ECLI:NL:GHSGR:2011:BT2768
Gerechtshof 's-Gravenhage
- Raadkamer
- C.J. van der Wilt
- G.P.A. Aler
- R.M. Bouritius
- Rechtspraak.nl
Ontvankelijkheid verzoek tot schadevergoeding na vrijspraak in strafzaak
In deze zaak heeft het Gerechtshof 's-Gravenhage op 10 juni 2011 uitspraak gedaan over de ontvankelijkheid van een verzoek tot schadevergoeding op grond van artikel 89 van het Wetboek van Strafvordering. De verzoekster, geboren in China en thans zonder vaste woon- of verblijfplaats, had een verzoekschrift ingediend voor schadevergoeding van € 10.760,- na haar vrijspraak in een strafzaak. De advocaat van de verzoekster, mr. R.W. Koevoets, voerde aan dat de verzoekster ontvankelijk was, omdat zij niet tijdig op de hoogte was geraakt van de uitspraak in hoger beroep, aangezien zij niet in persoon was verschenen en pas na afloop van de termijn weer bereikbaar was voor haar advocaat.
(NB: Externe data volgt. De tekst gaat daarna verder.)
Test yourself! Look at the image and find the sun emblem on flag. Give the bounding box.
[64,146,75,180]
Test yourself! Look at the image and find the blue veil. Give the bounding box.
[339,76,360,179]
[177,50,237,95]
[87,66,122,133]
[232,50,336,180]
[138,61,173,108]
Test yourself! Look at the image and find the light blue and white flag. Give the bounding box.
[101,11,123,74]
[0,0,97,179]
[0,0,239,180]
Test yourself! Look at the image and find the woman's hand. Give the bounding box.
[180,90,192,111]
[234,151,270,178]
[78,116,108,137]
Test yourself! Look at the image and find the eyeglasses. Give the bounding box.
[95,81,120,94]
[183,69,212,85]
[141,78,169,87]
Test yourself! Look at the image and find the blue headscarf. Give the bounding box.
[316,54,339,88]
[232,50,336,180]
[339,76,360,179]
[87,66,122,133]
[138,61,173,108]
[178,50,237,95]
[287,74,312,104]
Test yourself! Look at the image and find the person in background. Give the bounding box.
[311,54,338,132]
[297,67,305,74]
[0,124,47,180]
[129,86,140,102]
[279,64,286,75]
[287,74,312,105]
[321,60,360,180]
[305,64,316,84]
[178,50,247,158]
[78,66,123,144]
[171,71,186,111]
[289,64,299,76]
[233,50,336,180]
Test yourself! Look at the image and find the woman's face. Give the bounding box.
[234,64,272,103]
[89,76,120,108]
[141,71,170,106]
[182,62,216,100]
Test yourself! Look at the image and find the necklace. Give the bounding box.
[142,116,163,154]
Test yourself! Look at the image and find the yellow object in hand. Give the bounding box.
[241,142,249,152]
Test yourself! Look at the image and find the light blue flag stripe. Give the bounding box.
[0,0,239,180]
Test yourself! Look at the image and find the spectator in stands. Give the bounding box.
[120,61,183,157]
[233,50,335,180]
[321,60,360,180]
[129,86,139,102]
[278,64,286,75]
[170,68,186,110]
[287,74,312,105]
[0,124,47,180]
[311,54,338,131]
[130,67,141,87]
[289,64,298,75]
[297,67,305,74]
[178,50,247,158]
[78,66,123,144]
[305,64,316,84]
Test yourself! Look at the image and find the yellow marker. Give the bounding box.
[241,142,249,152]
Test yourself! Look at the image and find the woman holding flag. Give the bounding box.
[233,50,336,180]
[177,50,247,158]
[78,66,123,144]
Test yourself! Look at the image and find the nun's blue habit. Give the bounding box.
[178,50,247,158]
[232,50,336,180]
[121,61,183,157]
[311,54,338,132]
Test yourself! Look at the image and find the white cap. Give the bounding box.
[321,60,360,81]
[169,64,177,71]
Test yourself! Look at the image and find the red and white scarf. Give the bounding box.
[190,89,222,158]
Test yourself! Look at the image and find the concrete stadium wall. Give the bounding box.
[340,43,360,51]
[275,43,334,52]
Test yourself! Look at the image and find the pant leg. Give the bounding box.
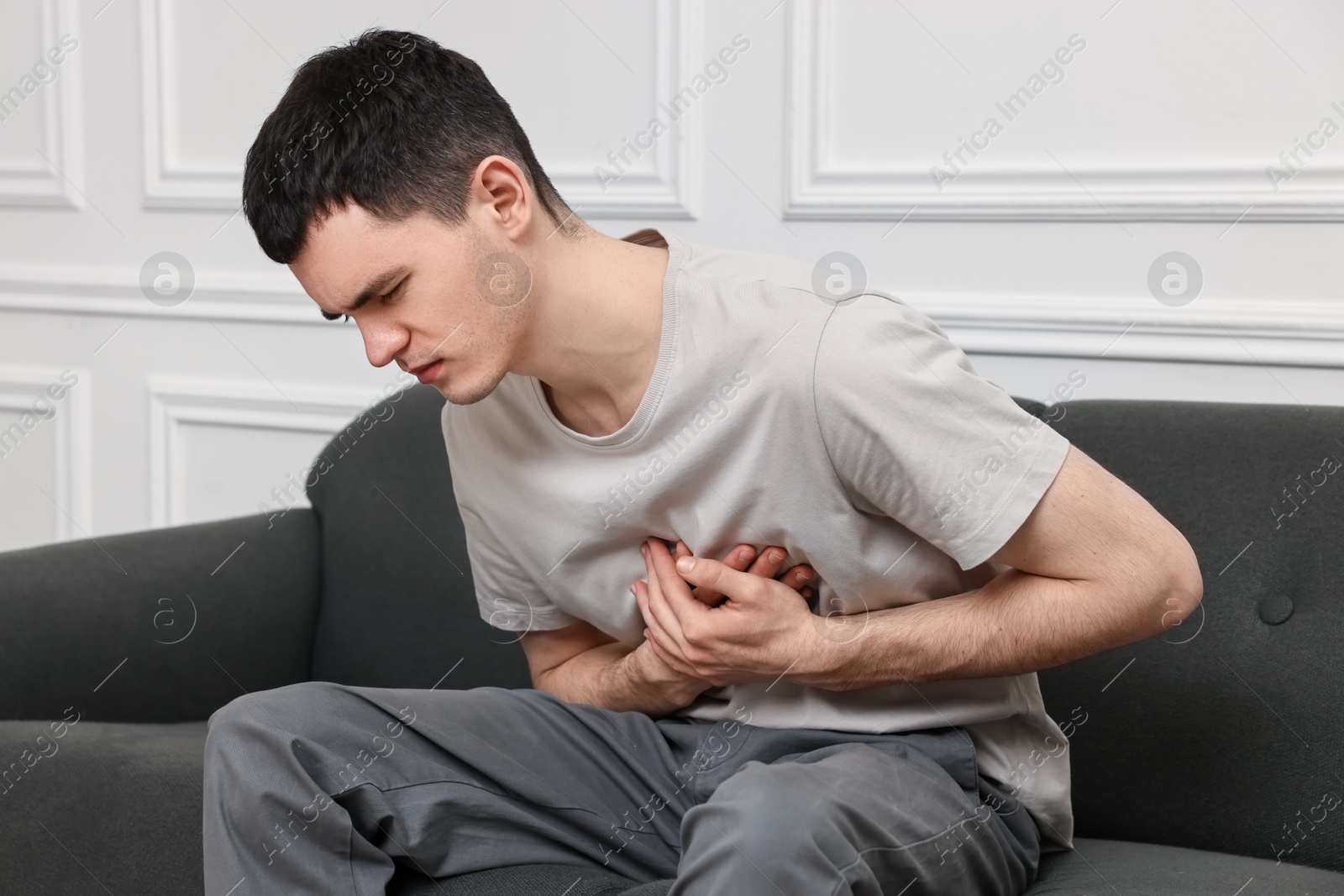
[204,683,708,896]
[669,728,1039,896]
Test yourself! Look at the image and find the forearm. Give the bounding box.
[533,642,710,717]
[790,569,1198,690]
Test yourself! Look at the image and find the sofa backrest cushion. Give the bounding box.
[309,385,1344,871]
[1040,401,1344,872]
[307,385,531,688]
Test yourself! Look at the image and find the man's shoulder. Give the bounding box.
[683,236,813,291]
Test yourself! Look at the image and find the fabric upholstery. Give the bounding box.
[0,511,318,721]
[1040,401,1344,872]
[0,720,205,896]
[387,838,1344,896]
[0,387,1344,896]
[307,385,531,688]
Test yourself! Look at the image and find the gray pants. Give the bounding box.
[204,681,1039,896]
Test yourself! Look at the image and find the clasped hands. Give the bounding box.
[630,537,827,686]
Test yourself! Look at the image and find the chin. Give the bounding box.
[434,372,504,405]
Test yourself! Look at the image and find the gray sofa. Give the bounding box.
[0,387,1344,896]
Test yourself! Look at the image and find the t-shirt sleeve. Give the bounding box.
[459,501,578,632]
[813,294,1068,569]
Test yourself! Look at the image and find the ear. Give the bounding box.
[470,156,536,239]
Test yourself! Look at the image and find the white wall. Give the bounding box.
[0,0,1344,548]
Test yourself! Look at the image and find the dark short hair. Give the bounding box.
[244,29,580,265]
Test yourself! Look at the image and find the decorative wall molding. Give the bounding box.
[139,0,242,211]
[148,376,378,527]
[547,0,704,220]
[785,0,1344,222]
[899,293,1344,369]
[139,0,703,219]
[0,365,92,542]
[0,0,87,208]
[0,262,323,327]
[0,259,1344,368]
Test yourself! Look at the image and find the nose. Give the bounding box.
[356,320,408,367]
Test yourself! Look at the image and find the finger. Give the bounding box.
[630,582,690,670]
[715,544,755,571]
[643,629,699,677]
[748,545,789,579]
[636,538,690,649]
[664,552,764,612]
[643,540,709,623]
[693,544,755,607]
[780,563,817,591]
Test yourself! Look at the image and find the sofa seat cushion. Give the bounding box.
[1026,837,1344,896]
[0,712,206,896]
[387,837,1344,896]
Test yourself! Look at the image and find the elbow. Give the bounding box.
[1145,536,1205,636]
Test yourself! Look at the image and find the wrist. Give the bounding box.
[786,614,867,690]
[625,641,712,712]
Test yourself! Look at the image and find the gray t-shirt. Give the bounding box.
[442,231,1073,851]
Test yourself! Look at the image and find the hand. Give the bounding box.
[669,542,816,607]
[632,538,817,686]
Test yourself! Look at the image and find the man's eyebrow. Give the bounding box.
[324,267,406,314]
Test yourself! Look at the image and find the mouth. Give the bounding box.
[407,360,444,383]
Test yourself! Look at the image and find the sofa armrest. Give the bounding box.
[0,509,321,721]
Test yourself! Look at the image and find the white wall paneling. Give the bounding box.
[0,0,1344,549]
[148,376,384,527]
[785,0,1344,222]
[547,0,706,220]
[0,365,92,542]
[139,0,704,219]
[0,0,83,208]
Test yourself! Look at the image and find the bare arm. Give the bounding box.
[641,446,1203,690]
[522,622,712,717]
[801,448,1205,689]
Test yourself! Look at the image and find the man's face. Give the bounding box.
[289,203,531,405]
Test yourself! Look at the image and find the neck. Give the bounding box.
[509,231,668,435]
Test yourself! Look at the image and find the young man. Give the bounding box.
[204,31,1201,896]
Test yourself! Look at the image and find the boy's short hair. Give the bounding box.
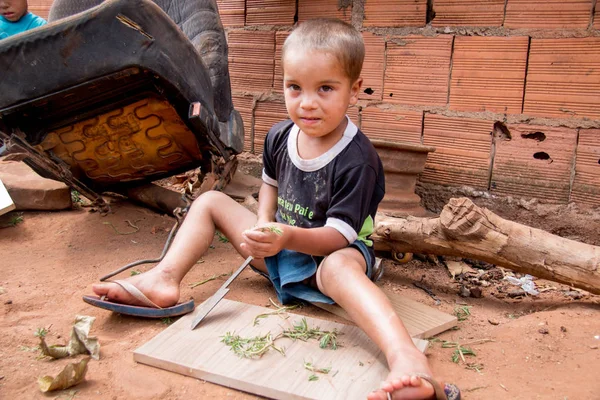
[281,18,365,82]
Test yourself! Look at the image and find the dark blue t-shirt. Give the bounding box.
[263,115,385,247]
[0,12,46,39]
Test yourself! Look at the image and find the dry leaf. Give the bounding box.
[40,315,100,360]
[446,261,475,278]
[38,357,90,393]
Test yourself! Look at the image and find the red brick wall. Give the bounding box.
[39,0,600,206]
[219,0,600,206]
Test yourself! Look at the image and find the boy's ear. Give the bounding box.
[350,77,363,105]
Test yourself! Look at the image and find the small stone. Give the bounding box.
[507,289,525,297]
[564,290,584,300]
[458,285,471,297]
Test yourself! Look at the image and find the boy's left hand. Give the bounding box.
[242,222,289,259]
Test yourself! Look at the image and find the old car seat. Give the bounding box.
[0,0,243,211]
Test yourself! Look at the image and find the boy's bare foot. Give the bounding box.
[92,269,179,308]
[367,349,435,400]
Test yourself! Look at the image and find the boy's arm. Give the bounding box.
[257,182,277,226]
[285,226,348,256]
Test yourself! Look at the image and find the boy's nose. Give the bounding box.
[300,93,317,110]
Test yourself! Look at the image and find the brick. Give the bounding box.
[227,31,275,92]
[523,37,600,119]
[253,101,289,154]
[431,0,505,26]
[217,0,246,27]
[231,95,254,151]
[450,36,529,114]
[504,0,592,29]
[571,129,600,207]
[361,107,423,144]
[246,0,296,25]
[363,0,427,27]
[359,32,385,100]
[273,31,290,93]
[27,0,53,20]
[490,124,577,203]
[383,35,452,106]
[346,106,360,128]
[421,114,494,190]
[298,0,352,22]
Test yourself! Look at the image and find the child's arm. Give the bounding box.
[256,182,277,226]
[242,222,348,258]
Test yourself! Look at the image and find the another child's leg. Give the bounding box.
[93,191,266,307]
[317,248,434,400]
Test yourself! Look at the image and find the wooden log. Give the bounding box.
[373,198,600,294]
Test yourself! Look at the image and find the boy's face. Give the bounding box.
[283,48,362,141]
[0,0,27,22]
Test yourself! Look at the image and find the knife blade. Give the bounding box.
[192,256,253,330]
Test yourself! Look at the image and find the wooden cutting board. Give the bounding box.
[134,299,404,400]
[0,180,15,215]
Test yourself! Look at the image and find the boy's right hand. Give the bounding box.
[241,222,289,259]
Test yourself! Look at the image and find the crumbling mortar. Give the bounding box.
[351,0,365,30]
[358,100,600,129]
[569,129,580,202]
[362,25,600,39]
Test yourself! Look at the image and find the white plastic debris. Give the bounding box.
[504,275,540,296]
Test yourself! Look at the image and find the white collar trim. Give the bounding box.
[287,115,358,172]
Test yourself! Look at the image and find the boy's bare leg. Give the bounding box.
[92,191,266,307]
[317,248,434,400]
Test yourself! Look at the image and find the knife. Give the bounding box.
[192,256,253,330]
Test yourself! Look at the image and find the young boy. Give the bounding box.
[0,0,46,40]
[88,19,459,400]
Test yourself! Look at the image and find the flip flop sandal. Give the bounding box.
[83,280,195,318]
[415,374,460,400]
[386,373,460,400]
Het hof oordeelde echter dat de verzoekster niet-ontvankelijk moest worden verklaard, omdat de zaak op 16 juli 2010 was geëindigd en het verzoek niet binnen de wettelijke termijn van drie maanden was ingediend. Het hof benadrukte dat de uitspraakdatum bekend was en dat de onherroepelijkheid van de vrijspraak zonder nadere formaliteiten voor de verzoekster kenbaar was. De door de advocaat aangevoerde feiten en omstandigheden konden niet leiden tot een ander oordeel. De verzoekster had haar verzoek uiterlijk op 14 oktober 2010 moeten indienen, maar dit was niet gebeurd. Het hof verklaarde de verzoekster derhalve niet-ontvankelijk in haar verzoek tot schadevergoeding.